In plain English.

For any real product, there is an infinite cloud of possible tests. You do not have forever. You run a finite number. Measured as a percentage of what you could test, your coverage is always zero.

Risk-based testing is how you select which tests to run, and which to cut first when the schedule compresses. This talk answers four questions:

• How do you pick the right tests out of an infinite cloud?
• How do you know when you've tested enough to ship?
• When the schedule slips, which tests should you drop first?
• How do you prove to leadership the trade-off was defensible?

Written for test managers and leadership under constrained schedules. Accessible to any business or technical leader who signs off on a release.

The method in one slide.

Quality risk is the possibility that the product fails to deliver one or more of its key quality attributes.

Risk-based testing:

• Uses an analysis of quality risks to prioritize tests.
• Uses that analysis to allocate effort per risk item.
• Involves business and technical stakeholders so what gets tested lines up with what quality means to the people who live with the product.
• Also manages project risks (events that endanger the project itself) alongside the quality risks.

Find the scary stuff first.

Running tests in risk order finds defects in severity order.

The first bug you find is the bug that matters most. Every fix window you open gets used on the highest-impact defect in the system.

Minimize residual risk at release.

Allocating effort by risk concentrates testing where the stakes are highest.

The residual quality risk at the moment of release is lower than any other allocation you could have chosen with the same test budget.

Know the residual risk during execution.

Measuring by risk tells you where you stand in real time.

You can answer "is this ready?" with evidence instead of opinion. Release when the risk of delay balances the risk of dissatisfaction.

Cut in reverse risk order.

When the schedule compresses, drop tests you worry about least, not tests you happen to have left on the pile.

The same time back, at the lowest possible increase in residual risk.

No. Decreased long-run effort.

Risk-based testing drives more efficient testing overall.

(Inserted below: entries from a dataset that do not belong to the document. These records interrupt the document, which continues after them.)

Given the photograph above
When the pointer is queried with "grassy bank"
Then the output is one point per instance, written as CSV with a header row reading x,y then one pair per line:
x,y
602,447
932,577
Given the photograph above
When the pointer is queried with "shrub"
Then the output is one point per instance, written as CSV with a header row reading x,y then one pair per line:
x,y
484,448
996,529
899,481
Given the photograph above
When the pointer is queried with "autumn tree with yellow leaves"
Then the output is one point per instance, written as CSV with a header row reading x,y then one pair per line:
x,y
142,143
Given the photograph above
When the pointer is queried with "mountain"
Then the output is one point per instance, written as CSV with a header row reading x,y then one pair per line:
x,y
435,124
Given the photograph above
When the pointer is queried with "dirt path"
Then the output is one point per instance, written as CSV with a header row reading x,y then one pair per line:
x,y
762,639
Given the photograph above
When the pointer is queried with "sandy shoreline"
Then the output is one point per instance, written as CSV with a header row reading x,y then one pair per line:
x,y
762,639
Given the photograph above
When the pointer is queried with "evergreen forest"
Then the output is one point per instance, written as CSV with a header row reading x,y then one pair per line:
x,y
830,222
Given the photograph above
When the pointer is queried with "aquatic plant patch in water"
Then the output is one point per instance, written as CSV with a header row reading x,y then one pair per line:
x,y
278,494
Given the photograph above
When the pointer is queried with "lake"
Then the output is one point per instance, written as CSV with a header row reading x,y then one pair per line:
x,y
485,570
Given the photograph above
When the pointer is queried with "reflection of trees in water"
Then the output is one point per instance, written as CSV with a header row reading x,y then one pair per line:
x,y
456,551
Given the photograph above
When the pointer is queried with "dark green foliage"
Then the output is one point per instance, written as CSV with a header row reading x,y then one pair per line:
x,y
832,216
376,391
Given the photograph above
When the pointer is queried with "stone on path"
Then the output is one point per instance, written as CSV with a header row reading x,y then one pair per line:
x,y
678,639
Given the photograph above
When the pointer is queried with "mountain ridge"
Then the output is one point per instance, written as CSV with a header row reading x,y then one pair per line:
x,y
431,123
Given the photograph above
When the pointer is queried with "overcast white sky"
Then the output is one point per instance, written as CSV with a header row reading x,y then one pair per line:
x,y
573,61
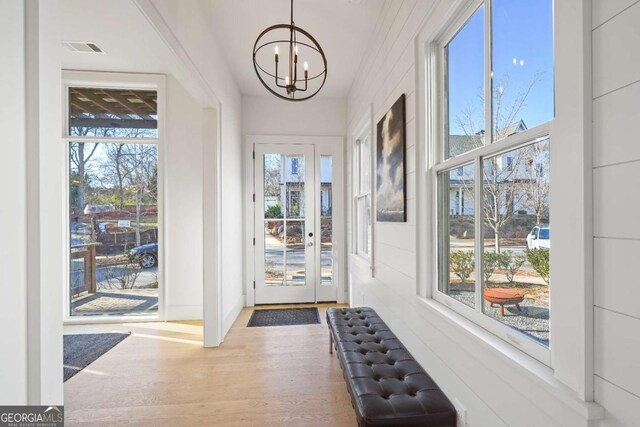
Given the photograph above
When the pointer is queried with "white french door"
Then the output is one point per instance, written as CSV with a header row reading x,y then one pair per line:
x,y
293,213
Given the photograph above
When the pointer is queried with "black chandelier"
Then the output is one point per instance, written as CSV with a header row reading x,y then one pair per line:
x,y
300,44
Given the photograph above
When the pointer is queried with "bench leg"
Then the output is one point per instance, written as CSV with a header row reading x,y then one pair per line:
x,y
330,343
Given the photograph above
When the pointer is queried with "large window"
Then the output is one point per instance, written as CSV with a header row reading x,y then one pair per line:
x,y
362,198
493,169
113,201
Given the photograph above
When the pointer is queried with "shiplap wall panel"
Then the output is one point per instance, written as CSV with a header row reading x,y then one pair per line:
x,y
616,201
395,235
387,71
616,209
615,126
603,10
615,45
615,283
617,346
397,258
622,407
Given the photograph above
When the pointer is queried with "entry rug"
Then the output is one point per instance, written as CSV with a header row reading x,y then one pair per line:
x,y
284,317
83,349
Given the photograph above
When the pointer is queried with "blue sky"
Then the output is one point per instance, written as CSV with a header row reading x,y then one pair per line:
x,y
522,48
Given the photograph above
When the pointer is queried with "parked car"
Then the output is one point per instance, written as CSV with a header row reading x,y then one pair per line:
x,y
94,209
145,255
538,238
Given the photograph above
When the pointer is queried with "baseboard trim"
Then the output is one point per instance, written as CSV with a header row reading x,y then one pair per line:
x,y
232,316
184,312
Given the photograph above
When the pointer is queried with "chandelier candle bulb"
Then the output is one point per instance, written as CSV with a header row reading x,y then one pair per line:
x,y
293,88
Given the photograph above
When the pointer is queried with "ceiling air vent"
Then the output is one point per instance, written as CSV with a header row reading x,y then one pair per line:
x,y
82,47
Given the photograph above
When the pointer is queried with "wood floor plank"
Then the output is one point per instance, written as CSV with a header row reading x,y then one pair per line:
x,y
162,376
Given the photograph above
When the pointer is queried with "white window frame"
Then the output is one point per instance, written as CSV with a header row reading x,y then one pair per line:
x,y
106,80
362,132
441,164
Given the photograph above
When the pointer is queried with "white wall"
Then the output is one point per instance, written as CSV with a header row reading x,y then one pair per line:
x,y
31,251
272,116
616,172
493,381
190,25
13,226
183,181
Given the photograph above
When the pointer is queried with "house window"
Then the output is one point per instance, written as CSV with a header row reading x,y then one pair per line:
x,y
362,196
114,223
497,88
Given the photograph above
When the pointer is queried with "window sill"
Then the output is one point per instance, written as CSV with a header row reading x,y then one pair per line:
x,y
517,361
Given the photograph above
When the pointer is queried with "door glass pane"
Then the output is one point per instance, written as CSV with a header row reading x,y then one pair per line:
x,y
365,166
522,65
295,255
274,253
326,220
295,186
113,217
464,87
273,185
115,113
517,239
457,239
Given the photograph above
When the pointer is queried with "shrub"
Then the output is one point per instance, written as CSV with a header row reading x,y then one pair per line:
x,y
461,263
511,262
539,259
490,262
274,211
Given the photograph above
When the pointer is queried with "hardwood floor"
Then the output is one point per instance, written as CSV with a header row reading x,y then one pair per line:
x,y
161,375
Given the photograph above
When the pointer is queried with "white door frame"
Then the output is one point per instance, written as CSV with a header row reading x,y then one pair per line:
x,y
324,145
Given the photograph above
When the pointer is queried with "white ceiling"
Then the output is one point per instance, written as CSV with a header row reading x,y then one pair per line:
x,y
342,27
110,25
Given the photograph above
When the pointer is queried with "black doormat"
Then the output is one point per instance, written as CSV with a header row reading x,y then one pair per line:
x,y
82,349
284,317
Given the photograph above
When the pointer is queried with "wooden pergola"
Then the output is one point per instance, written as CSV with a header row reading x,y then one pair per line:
x,y
108,108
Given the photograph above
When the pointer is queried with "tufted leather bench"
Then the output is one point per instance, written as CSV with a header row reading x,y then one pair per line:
x,y
387,386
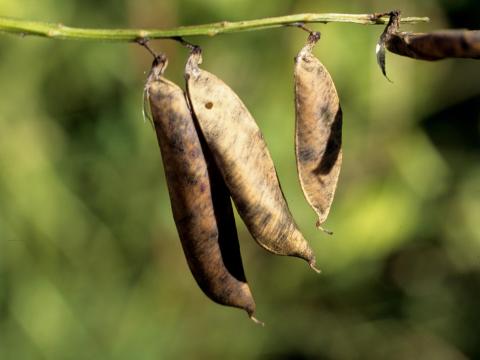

After the initial quality risk analysis, only periodic updates and traceability maintenance are required. Every subsequent release rides on the same analysis, refined, not rebuilt.

Six activities.

1. Train the stakeholders.
2. Hold the quality risk analysis session.
3. Analyze and refine the results.
4. Align testing with the risks.
5. Guide the project by risk.
6. Assess the benefits.

Published in Better Software. Followed by two additional pilots at the same client.

One day. Worked exercise.

Not lecture. Presentation, discussion, and a worked exercise.

Covers: the principles; the categories of quality risks; how to analyze them; how to align testing with risk levels; how to document the analysis; how to monitor risks during execution; how to report risk-based results.

Two sub-sessions.

The RPN histogram.

Risk Priority Number = Likelihood × Impact. 1 (most risky) to 25 (least risky) on a 5×5 scale.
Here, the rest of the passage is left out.